Redesigning Rakudo’s Scalar

What’s the most common type your Perl 6 code uses? I’ll bet you that in most programs you write, it’ll be Scalar . That might come as a surprise, because you pretty much never write Scalar in your code. But in:

my $a = 41;
my $b = $a + 1;

Then both $a and $b point to Scalar containers. These in turn hold the Int objects. Contrast it with:

my $a := 42;
my $b := $a + 1;

Where there are no Scalar containers. Assignment in Perl 6 is an operation on a container. Exactly what it does depending on the type of the container. With an Array , for example, it iterates the data source being assigned, and stores each value into the target Array . Assignment is therefore a copying operation, unlike binding which is a referencing operation. Making assignment the shorter thing to type makes it more attractive, and having the more attractive thing decrease the risk of action at a distance is generally a good thing.
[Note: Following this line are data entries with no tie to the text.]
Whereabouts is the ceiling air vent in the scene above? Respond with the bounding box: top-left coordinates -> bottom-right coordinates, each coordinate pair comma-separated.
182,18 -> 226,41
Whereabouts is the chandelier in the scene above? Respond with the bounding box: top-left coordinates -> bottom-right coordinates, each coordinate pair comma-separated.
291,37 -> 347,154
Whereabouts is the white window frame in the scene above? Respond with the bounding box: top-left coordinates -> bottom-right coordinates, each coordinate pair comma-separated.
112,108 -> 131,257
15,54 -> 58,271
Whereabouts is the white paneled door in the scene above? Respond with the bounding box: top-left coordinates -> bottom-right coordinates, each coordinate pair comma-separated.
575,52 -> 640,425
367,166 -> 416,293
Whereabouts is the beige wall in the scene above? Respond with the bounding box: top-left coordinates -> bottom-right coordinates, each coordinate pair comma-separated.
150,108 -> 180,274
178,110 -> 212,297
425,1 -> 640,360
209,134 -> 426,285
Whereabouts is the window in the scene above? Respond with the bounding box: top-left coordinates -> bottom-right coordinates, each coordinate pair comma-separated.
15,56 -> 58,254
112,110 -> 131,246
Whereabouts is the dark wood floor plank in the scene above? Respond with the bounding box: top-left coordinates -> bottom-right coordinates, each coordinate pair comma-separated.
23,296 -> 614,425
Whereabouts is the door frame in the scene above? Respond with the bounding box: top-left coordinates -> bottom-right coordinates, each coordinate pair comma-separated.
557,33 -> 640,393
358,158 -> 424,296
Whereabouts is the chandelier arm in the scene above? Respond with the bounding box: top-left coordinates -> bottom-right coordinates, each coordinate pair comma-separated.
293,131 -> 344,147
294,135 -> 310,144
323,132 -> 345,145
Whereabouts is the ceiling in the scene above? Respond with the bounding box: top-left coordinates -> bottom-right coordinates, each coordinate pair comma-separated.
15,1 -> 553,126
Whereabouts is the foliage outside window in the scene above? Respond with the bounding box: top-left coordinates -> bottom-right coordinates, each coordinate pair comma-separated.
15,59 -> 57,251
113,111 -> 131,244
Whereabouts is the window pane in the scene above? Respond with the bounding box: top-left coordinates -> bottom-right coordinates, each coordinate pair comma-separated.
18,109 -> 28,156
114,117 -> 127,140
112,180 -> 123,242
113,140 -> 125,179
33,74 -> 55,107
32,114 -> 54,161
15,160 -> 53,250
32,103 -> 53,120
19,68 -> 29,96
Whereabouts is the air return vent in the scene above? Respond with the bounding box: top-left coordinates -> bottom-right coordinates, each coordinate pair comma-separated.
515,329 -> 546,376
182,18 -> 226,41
Having Scalar be first-class is used in a number of features:

Lazy vivification, so if %a{$x} { ... } will not initialize the hash slot in question, but %a{$x} = 42 will do so (this also works many levels deep)
The is rw trait on parameters being able to work together with late-bound dispatch
Making l-value routines possible, including every is rw accessor
List assignment
Using meta-ops on assignment, for example Z=

And probably some more that I forgot. It’s powerful. It’s also torture for those of us building Perl 6 implementations and trying to make them run fast. The frustration isn’t so much the immediate cost of the allocating all of those Scalar objects – that of course costs something, but modern GC algorithms can throw away short-lived objects pretty quickly – but also because of the difficulties it introduces for program analysis.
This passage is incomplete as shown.